The new media/recording technique was used recently to create copies of text files (Holy Bible, pictured above). Other significant humanitarian, political and scientific treatise have also been stored on the new media. The new device has been nicknamed “Superman Memory Crystal”, due to the memory glass (quartz) likeness to Superman’s memory crystals.
Read an article this past week in Scientific American about a new fused silica glass storage device from Hitachi Ltd., announced last September. The new media is recorded with lasers burning dots which represent binary one or leaving spaces which represents binary 0 onto the media.
As can be seen in the photos above, the data can readily be read by microscope which makes it pretty easy for some future civilization to read the binary data. However, knowing how to decode the binary data into pictures, documents and text is another matter entirely.
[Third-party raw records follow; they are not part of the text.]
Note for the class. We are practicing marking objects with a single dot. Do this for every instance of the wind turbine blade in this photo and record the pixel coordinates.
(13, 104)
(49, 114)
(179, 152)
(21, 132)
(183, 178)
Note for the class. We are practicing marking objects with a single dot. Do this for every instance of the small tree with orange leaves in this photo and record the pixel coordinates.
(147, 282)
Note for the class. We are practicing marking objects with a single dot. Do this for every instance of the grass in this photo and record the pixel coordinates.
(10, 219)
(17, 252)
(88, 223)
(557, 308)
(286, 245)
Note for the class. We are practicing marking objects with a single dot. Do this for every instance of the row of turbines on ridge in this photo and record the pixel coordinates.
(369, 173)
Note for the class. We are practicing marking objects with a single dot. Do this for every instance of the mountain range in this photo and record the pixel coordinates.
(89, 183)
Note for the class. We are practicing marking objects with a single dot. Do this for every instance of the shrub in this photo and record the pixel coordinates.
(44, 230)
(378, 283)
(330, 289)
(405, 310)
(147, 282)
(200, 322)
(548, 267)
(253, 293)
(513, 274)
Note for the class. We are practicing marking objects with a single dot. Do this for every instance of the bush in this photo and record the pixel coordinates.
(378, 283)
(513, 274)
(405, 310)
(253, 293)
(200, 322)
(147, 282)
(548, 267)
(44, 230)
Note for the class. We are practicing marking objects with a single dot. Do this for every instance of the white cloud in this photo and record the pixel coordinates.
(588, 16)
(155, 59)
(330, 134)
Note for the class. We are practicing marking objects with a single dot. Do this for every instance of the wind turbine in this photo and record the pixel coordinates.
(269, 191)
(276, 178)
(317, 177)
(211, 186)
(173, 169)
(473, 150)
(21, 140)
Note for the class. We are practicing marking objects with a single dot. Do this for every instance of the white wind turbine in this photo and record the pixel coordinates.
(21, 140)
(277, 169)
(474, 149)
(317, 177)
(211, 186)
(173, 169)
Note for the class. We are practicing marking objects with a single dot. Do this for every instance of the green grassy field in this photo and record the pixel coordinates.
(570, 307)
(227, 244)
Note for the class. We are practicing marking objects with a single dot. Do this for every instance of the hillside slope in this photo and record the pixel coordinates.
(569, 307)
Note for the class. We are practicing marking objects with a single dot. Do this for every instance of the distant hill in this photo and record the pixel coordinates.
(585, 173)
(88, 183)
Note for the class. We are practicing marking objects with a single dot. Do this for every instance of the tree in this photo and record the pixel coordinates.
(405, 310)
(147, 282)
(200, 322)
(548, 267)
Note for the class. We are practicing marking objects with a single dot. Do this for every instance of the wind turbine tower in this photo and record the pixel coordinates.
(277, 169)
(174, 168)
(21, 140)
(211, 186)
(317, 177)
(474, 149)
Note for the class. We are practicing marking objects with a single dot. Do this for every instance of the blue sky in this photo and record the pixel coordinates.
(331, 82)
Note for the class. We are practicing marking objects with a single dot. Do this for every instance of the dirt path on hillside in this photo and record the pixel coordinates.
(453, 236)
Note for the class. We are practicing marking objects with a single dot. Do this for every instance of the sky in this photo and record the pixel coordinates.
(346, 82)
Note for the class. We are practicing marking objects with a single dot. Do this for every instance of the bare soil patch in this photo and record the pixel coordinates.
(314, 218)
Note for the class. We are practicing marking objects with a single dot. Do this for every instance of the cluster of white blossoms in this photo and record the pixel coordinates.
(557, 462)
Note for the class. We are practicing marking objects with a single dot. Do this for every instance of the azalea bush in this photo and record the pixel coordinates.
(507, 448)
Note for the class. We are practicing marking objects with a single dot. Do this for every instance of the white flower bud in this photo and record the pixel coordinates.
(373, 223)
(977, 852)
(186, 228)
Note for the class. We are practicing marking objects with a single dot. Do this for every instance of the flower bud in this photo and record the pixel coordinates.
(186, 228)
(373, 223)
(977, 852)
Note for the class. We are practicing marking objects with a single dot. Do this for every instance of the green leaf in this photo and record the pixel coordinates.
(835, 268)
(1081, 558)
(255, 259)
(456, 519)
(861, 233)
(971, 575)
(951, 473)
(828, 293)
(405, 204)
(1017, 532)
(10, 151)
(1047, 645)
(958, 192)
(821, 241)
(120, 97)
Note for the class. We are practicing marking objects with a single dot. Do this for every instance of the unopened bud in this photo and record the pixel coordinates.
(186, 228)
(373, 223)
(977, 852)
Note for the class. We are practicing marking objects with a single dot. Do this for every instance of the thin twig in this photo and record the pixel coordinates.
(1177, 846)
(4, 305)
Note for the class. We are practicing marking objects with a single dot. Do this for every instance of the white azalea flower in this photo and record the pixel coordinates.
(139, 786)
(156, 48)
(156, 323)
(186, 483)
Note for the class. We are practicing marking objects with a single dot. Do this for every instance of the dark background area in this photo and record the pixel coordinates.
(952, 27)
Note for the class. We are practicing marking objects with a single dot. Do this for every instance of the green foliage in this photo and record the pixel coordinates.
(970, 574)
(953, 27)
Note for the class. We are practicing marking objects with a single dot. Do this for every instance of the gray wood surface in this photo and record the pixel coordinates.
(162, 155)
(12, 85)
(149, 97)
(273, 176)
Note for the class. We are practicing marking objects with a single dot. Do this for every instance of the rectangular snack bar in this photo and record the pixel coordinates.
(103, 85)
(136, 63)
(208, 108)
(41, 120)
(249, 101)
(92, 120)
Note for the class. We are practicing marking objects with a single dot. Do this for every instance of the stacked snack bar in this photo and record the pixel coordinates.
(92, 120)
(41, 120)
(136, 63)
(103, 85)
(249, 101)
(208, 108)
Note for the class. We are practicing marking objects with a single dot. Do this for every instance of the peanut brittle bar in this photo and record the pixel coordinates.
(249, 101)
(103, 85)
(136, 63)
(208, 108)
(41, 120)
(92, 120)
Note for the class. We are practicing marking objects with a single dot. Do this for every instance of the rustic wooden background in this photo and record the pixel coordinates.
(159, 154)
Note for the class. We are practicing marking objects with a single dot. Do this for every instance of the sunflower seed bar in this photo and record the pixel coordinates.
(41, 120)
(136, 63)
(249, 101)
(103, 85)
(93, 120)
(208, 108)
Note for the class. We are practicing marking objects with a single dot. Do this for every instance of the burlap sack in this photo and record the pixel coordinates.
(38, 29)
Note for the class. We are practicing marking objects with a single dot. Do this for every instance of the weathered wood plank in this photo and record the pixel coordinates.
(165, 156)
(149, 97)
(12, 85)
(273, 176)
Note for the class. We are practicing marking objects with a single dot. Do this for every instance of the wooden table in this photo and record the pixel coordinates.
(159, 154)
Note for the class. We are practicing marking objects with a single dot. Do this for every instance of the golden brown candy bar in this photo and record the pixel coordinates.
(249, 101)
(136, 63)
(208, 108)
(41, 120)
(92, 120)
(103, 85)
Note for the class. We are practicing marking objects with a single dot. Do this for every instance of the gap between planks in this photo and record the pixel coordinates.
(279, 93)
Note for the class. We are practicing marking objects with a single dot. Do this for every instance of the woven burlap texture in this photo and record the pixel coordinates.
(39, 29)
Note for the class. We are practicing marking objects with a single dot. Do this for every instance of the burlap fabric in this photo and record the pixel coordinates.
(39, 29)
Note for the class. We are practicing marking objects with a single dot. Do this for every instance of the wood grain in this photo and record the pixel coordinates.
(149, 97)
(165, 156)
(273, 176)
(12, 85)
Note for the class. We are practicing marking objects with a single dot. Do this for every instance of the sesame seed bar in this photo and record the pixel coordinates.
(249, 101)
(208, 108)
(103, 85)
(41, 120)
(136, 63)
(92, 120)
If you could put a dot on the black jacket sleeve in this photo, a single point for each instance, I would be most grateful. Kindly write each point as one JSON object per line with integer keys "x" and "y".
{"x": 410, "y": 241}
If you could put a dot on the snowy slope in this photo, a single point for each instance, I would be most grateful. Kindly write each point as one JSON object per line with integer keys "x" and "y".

Hitachi tested the new fused silica glass storage media at 1000C for several hours which they say indicates that it can survive several 100 million years without degradation. At this level it can provide a 300 million year storage archive (M-disc only claims 1000 years). They are calling their new storage device, “semi-perpetual” storage. If 100s of millions of years is semi-perpetual, I gotta wonder what perpetual storage might look like.
At CD recording density, with higher densities possible
They were able to achieve CD levels of recording density with a four layer approach. This amounted to about 40Mb/sqin. While DVD technology is on the order of 330Mb/sqin and BlueRay is ~15Gb/sqin, but neither of these technologies claim even a million year lifetime. Also, there is the possibility of even more layers so the 40Mb/sqin could double or quadruple potentially.
But data formats change every few years nowadays
My problem with all this is the data format issue, we will need something like a digital rosetta stone for every data format ever conceived in order to make this a practical digital storage device.
Alternatively we could plan to use it more like an analogue storage device, with something like a black and white or grey scale like photographs of information to be retained imprinted in the media. That way, a simple microscope could be used to see the photo image. I suppose color photographs could be implemented using different plates per color, similar to four color magazine production processing. Texts could be handled by just taking a black and white photo of a document and printing them in the media.
According to a post I read about the size of the collection at the Library of Congress, they currently have about 3PB of digital data in their collections which in 650MB CD chunks would be about 4.6M CDs. So if there is an intent to copy this data onto the new semi-perpetual storage media for the year 300,002012 we probably ought to start now.
Another tidbit to add to the discussion at last months Hitachi Data Systems Influencers Summit, HDS was showing off some of their recent lab work and they had an optical jukebox on display that they claimed would be used for long term archive. I get the feeling that maybe they plan to commercialize this technology soon – stay tuned for more
Read an article the other day about scientists creating an optical disk that would be readable in a million years or so. The article in Science Mag titled A million – year hard disk was intended to warn people about potential dangers in the way future that were being created today.
A while back I wrote about a 1000 year archive which was predominantly about disappearing formats. At the time, I believed given the growth in data density that information could easily be copied and saved over time but the formats for that data would be long gone by the time someone tried to read it.
The million year optical disk eliminates the format problem by using pixelated images etched on media. Which works just dandy if you happen to have a microscope handy.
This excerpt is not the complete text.